Republicans, so far, have aired two ads attacking Democrats over debt cancellation. The first is a cheeky ad from a conservative nonprofit pretending to praise Sen. Mark Kelly (D-Ariz.) for his Biden-friendly stances. It includes student loan forgiveness among a laundry list of other purported progressive stances and achievements.

The second, from the GOP’s main Senate super PAC, Senate Leadership Fund, attacks Democratic senate candidate Cheri Beasley for supporting Biden’s plan using the exact rhetoric one would expect.

“It’s a question of fairness: Should a waitress pay for a doctor’s student loans? Cheri Beasley thinks so,” a female narrator says in the ad. “She backs student loan bailouts for the rich.”

The ad, however, only appeared after Beasley’s campaign attacked the Republican nominee, Rep. Ted Budd, for voting against job training and apprenticeship programs.

“Cheri Beasley gets it,” a worker says in the ad. “She knows that you shouldn’t need to go to college to get a good job.”

And the journey of student loan forgiveness is far from over. The White House and Department of Education are still working to implement the plan, saying recently they hope to roll out an online application form by the end of October. At the same time, conservative groups and Republican attorneys general are filing lawsuits aiming to stop forgiveness from going into effect.

“Republican officials from these states are standing with special interests and fighting to stop relief for borrowers buried under mountains of debt,” White House spokesman Abdullah Hasan said.

And if Republicans have not made a sport of slamming loan forgiveness, Democrats are not necessarily embracing it either. Sen. Raphael Warnock (D-Ga.), who pushed Biden to implement the policy, has not mentioned it in his television advertising but has featured it extensively in digital ads.

And Rep. Abigail Spanberger (D-Va.), who is defending a swing seat in suburban Virginia, didn’t exactly jump to embrace it when HuffPost asked her about it last month.
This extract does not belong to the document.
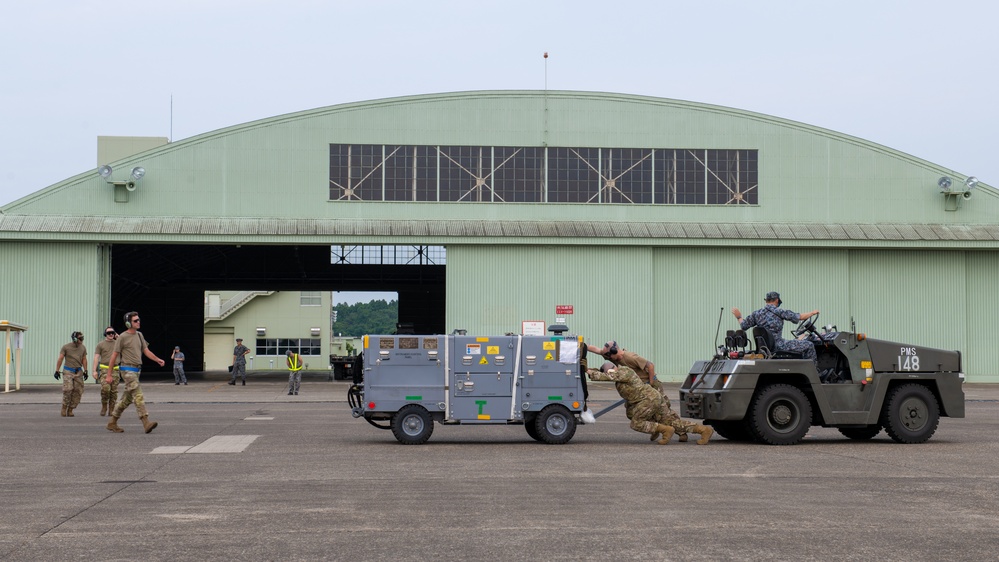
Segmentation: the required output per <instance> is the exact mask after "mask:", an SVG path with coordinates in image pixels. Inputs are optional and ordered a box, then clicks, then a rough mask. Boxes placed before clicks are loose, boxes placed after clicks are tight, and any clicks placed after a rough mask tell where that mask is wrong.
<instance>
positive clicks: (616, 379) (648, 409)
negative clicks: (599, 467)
mask: <svg viewBox="0 0 999 562" xmlns="http://www.w3.org/2000/svg"><path fill="white" fill-rule="evenodd" d="M586 374H587V375H589V377H590V380H595V381H614V386H615V387H616V388H617V393H618V394H620V395H621V398H624V401H625V413H626V415H627V416H628V419H629V420H631V429H633V430H635V431H637V432H639V433H647V434H649V435H650V436H651V439H652V441H656V440H657V439H658V443H659V444H660V445H666V444H667V443H669V440H670V438H671V437H673V434H674V433H675V432H677V431H679V430H680V429H682V430H683V431H684V432H685V433H687V432H689V433H697V434H699V435H700V436H701V438H700V440H698V441H697V444H698V445H706V444H707V443H708V439H710V438H711V435H712V434H713V433H714V430H713V429H711V428H710V427H707V426H703V425H700V424H695V423H693V422H689V421H686V420H683V419H681V418H680V416H678V415H677V414H676V412H674V411H673V410H670V409H669V408H666V407H664V403H663V401H662V399H661V395H660V394H659V392H657V391H656V390H655V389H653V388H652V387H651V386H650V385H648V384H646V383H645V382H643V381H642V379H641V378H639V377H638V375H637V374H636V373H635V371H634V370H633V369H632V368H631V367H628V366H625V365H621V366H618V367H615V365H614V364H613V363H610V362H608V363H604V365H603V366H602V367H600V369H589V370H587V371H586ZM660 435H661V436H662V437H661V438H660Z"/></svg>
“A lot of people are gonna be helped significantly,” she said. “The one challenge, which I want to make sure that we in Congress don’t forget, is this still leaves a lot of open-ended questions about college affordability.”

Still, some Democrats see an opportunity to promote the plan to Black and young voters but said the party needs to do more messaging.

“What we are finding in focus groups as we talk about student loans is that there are parts of the policy that are more appealing, especially to voters of color, than just a $10,000 forgiveness,” Terrence Woodbury, a Democratic pollster and CEO of HIT Strategies, told reporters during an NAACP press briefing earlier this month. “The way it disproportionately impacts Pell Grant recipients, that it reduces interest rates, that it lowers [income-based repayment rates] from 10% to 5%. There are parts of the policy that gives them a greater opportunity to message here that doesn’t happen just by passing the policy.”